Am 23. Februar 2024, einem frühen Freitagmorgen, hat das Bündnis „Unter 18 Nie! Keine Minderjährigen in der Bundeswehr“ zusammen mit ihren Schirmherr:innen Merle Spellerberg (Grüne), Falko Droßmann (SPD) und Peter Heidt (FDP) Abgeordnete des Bundestags und ihre Mitarbeitenden zum parlamentarischen Frühstück eingeladen.

Straight 18: Warum die 18-Jahresgrenze bei der Rekrutierung von Soldat:innen wichtig ist, auch bei der Bundeswehr.

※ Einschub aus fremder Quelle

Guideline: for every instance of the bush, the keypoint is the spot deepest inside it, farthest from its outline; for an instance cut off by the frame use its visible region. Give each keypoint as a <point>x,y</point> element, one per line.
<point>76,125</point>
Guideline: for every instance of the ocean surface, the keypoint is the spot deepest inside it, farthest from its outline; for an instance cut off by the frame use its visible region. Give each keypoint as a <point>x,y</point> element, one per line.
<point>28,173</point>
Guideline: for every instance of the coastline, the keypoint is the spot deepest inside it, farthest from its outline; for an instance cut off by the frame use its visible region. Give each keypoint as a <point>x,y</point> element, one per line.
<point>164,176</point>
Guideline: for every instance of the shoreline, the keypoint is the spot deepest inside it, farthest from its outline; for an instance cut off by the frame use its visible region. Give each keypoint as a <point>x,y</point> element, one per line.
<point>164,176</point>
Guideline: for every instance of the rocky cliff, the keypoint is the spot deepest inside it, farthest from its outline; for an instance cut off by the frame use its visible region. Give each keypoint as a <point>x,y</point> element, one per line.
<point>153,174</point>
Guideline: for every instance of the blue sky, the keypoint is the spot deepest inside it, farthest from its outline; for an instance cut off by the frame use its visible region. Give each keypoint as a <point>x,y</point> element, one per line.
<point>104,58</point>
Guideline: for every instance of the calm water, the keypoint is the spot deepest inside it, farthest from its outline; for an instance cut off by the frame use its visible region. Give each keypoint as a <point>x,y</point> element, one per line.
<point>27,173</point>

Ralf Willinger von der Kinderrechtsorganisation terre des hommes nutzt die Gelegenheit für einen Vortrag

Thema des parlamentarischen Frühstücks war selbstverständlich der international annerkannte Straight 18-Standard bei der Rekrutierung von Soldat:innen. Über 150 Länder halten diesen Standard ein, darunter 23 NATO- und 21 EU-Staaten. In Deutschland und nur wenigen anderen Ländern können unter 18-jährige aber weiter eine Ausbildung als Soldat:innen beginnen. Seit 2011 hat die Bundeswehr über 17.000 17-jährige Jungen und Mädchen als Soldat:innen eingestellt. Die Zahl der minderjährigen Soldatinnen und Soldaten bei der Bundeswehr ist im vergangenen Jahr sogar erneut stark gestiegen, es wurden 1.996 Jugendliche im Alter von 17 Jahren rekrutiert – ein Anstieg um 13 Prozent gegenüber dem Vorjahr und der zweithöchste Wert bisher. Darunter waren 315 Mädchen. Mehr als jeder zehnte (10,6%) neueingestellte Soldat oder Soldatin war 2023 minderjährig, dies ist prozentual der höchste Wert bisher. Sie erhalten militärische Training wie erwachsene Soldat:innen und werden auch mit diesen zusammen untergebracht. Es kommt immer wieder zu schweren Kinderrechtsverletzungen, wie auch Daten aus dem Jahr 2021 aus dem Verteidigungsministerium belegen. Eine Einschränkung gilt für minderjährige Soldat:innen: Sie dürfen keinen Dienst an der Waffe leisten und deswegen nicht an Wachdiensten oder Auslandseinsätzen teilnehmen.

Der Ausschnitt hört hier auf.